The Massachusetts Bar Association has urged Attorney General Martha Coakley to actively intervene in the administration of the One Fund and its ongoing awarding of compensatory funds to injured victims of the Boston Marathon bombings.

Numerous counsel to victims have raised serious concerns that the protocol used by the One Fund to make awards has resulted in victims, who suffered very serious injuries, receiving either very low sums or no award at all. The MBA has called on Coakley to oversee the future distributions from the One Fund after the departure of fund administrator Kenneth Feinberg.

Attorney Feinberg has now disclosed that although victims submitted descriptions of actual injuries with their claims, he considered none of this critical information and instead based the vast majority of his recent awards solely on the length of hospitalizations or on whether victims sought emergency outpatient treatment following the bombing.

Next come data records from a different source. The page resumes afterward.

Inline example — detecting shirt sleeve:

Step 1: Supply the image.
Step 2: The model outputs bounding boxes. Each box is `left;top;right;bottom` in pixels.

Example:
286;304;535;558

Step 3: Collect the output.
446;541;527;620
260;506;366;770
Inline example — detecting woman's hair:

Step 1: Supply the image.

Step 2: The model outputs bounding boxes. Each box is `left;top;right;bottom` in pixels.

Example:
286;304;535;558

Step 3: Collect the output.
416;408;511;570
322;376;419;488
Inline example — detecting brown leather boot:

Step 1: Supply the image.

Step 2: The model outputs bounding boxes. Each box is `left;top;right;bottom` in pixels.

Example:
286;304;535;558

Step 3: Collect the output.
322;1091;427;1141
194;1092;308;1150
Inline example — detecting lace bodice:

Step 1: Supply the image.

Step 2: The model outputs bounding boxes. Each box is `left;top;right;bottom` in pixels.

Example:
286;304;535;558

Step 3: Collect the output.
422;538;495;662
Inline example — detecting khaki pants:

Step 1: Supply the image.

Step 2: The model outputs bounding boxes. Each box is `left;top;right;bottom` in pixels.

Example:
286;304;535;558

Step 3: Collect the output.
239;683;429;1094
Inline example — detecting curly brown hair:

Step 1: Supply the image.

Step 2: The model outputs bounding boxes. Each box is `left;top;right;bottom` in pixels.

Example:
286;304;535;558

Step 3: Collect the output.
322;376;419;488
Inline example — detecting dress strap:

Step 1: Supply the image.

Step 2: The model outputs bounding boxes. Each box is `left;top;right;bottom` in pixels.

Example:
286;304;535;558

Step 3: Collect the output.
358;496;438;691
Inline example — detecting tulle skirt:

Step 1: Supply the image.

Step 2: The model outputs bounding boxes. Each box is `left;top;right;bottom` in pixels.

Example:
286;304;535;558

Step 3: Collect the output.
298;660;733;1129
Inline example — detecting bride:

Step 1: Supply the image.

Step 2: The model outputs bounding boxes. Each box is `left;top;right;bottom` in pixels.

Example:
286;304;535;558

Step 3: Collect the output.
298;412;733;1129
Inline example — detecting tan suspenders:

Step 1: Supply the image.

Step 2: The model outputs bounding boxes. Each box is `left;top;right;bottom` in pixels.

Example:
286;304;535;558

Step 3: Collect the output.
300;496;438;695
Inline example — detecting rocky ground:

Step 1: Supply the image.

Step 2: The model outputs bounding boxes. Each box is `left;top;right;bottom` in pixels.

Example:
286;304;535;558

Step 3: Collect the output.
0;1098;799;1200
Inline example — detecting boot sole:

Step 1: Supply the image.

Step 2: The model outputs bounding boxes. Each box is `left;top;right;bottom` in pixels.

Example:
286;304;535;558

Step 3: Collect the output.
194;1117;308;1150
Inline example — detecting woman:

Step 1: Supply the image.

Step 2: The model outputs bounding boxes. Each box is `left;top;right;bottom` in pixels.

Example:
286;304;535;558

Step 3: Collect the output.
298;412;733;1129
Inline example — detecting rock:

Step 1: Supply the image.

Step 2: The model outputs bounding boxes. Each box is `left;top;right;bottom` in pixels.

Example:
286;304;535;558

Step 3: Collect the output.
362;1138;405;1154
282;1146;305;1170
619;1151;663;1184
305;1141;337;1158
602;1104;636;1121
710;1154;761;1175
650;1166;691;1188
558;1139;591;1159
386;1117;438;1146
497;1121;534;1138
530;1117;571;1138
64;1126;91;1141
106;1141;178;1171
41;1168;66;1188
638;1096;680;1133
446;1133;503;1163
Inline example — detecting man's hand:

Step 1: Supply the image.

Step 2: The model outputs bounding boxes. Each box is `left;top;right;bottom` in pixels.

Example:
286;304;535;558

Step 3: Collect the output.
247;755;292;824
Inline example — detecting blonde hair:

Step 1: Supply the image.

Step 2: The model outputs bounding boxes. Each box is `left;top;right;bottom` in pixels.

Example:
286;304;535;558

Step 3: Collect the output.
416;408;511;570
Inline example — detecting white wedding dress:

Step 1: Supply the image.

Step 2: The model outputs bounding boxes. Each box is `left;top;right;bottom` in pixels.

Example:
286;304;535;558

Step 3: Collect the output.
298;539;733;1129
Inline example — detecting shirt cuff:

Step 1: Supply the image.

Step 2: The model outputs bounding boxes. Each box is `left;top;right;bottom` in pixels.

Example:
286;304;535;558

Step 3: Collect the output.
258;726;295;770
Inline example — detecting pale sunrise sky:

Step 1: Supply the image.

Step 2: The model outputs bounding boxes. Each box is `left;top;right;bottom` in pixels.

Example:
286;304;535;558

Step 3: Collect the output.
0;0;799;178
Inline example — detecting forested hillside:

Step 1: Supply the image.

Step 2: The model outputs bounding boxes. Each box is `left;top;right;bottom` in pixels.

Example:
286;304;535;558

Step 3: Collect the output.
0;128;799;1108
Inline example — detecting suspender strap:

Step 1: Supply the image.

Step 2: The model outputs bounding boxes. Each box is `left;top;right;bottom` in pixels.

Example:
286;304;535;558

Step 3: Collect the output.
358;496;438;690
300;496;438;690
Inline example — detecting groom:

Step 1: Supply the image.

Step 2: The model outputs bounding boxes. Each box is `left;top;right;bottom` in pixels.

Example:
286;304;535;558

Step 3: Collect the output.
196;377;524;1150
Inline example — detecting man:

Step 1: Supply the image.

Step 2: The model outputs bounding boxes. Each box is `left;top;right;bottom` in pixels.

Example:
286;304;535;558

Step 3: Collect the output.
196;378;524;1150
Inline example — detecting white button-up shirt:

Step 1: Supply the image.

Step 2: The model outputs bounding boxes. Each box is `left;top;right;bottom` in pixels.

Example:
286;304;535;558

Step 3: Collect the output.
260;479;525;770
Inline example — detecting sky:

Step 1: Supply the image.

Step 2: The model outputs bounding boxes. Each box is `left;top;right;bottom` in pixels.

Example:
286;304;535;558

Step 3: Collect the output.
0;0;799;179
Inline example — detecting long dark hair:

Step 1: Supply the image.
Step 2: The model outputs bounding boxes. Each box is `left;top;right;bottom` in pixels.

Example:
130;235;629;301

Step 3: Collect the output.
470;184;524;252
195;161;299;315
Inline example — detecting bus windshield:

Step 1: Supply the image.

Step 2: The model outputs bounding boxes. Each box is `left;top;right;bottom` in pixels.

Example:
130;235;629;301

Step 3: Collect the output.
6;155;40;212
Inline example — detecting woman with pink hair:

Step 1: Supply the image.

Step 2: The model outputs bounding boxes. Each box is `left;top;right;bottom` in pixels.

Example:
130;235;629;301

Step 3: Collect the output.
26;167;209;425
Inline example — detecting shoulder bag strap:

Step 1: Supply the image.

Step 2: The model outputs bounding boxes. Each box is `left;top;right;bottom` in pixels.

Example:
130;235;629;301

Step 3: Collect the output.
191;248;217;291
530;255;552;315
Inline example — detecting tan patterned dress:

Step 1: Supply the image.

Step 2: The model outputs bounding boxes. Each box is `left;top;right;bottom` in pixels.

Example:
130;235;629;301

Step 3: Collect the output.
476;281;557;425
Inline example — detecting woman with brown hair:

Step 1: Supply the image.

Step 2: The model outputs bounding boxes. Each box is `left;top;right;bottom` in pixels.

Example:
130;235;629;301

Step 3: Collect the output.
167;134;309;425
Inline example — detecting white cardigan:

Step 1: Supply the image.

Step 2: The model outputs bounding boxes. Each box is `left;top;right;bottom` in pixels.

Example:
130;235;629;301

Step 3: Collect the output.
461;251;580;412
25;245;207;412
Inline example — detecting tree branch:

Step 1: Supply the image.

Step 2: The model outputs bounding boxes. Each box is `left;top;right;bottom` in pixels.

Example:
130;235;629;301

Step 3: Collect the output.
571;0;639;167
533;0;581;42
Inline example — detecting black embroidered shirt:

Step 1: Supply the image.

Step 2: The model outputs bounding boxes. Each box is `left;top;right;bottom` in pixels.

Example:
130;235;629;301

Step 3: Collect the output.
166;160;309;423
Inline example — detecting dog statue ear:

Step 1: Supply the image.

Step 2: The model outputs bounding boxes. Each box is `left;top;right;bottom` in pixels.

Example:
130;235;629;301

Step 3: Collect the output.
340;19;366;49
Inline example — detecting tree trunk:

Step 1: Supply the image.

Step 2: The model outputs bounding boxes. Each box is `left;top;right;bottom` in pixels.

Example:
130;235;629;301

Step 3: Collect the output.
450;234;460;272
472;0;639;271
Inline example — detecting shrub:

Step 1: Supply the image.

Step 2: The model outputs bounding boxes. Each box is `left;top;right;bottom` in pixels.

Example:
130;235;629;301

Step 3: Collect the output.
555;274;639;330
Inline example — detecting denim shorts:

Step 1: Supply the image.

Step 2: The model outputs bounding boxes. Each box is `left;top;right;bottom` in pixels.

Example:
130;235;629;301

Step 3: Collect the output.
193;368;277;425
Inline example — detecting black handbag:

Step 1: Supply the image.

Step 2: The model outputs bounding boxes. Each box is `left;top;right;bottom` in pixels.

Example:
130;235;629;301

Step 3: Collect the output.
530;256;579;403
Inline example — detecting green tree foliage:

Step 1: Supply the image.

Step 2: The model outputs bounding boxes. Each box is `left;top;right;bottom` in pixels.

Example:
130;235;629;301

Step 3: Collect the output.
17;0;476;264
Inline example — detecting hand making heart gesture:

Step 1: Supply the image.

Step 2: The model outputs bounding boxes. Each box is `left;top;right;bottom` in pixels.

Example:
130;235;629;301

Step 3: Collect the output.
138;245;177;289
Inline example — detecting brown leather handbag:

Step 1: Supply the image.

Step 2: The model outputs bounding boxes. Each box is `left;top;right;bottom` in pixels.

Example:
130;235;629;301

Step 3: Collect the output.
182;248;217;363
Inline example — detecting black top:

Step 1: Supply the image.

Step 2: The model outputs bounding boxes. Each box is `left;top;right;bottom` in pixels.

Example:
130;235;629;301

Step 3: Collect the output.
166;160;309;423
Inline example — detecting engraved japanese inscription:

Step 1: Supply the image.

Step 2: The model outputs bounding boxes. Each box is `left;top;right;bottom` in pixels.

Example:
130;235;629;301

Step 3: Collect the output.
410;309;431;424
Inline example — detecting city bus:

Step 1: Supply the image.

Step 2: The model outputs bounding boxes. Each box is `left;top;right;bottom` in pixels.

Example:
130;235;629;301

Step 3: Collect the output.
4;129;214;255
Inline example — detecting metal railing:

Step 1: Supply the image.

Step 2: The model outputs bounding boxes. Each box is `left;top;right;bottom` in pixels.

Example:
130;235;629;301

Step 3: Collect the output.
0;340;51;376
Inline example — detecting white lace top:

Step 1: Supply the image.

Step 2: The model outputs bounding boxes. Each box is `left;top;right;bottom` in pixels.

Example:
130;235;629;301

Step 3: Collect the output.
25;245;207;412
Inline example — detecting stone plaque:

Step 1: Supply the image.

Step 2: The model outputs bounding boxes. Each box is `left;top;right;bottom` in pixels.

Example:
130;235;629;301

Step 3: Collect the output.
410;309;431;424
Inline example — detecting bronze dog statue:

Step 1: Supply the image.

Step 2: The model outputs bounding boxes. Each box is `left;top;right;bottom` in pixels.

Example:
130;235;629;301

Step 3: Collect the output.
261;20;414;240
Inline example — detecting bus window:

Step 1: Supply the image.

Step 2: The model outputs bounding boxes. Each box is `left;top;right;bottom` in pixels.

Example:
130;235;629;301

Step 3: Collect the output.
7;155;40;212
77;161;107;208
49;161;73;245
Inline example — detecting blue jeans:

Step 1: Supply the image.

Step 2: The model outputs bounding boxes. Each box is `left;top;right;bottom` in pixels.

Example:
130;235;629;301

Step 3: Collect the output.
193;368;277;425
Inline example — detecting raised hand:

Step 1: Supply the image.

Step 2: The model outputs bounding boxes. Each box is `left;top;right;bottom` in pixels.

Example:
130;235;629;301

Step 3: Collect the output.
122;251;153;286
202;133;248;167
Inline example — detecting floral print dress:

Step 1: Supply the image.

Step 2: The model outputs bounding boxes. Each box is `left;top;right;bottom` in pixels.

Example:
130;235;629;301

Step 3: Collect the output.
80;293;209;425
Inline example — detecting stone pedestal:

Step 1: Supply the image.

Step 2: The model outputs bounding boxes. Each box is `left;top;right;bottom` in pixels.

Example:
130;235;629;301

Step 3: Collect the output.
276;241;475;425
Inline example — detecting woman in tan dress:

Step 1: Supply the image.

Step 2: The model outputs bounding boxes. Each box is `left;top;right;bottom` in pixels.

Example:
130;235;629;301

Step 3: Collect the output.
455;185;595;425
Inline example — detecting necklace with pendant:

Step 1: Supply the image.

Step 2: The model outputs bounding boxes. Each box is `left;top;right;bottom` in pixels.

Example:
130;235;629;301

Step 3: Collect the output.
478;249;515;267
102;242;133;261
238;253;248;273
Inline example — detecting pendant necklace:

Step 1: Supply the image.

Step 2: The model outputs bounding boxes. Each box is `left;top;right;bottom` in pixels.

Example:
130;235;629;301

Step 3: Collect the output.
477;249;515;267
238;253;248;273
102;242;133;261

By using this measure as a supposed proxy for injury severity, Feinberg overlooked the fact that many victims, particularly those who are suffering sensory or cognitive impairments, had injuries that were not immediately apparent, or not diagnosed, until days later and therefore did not result in extensive hospitalizations. For victims like the Alabama doctor whose hearing loss has caused him to shut his practice, or the international aid worker who suffered a traumatic brain injury and can no longer work (neither were hospitalized), Feinberg's protocol means they received the lowest possible award, just $8,000 each, from the $61 million distributed.

It is the MBA's hope that under the Attorney General's oversight, future One Fund donations can be used to remedy some of the inequities of Feinberg's short-sighted protocol. If that occurs, the One Fund will be the resounding success its donors expect and all of the victims of the Marathon bombing surely deserve.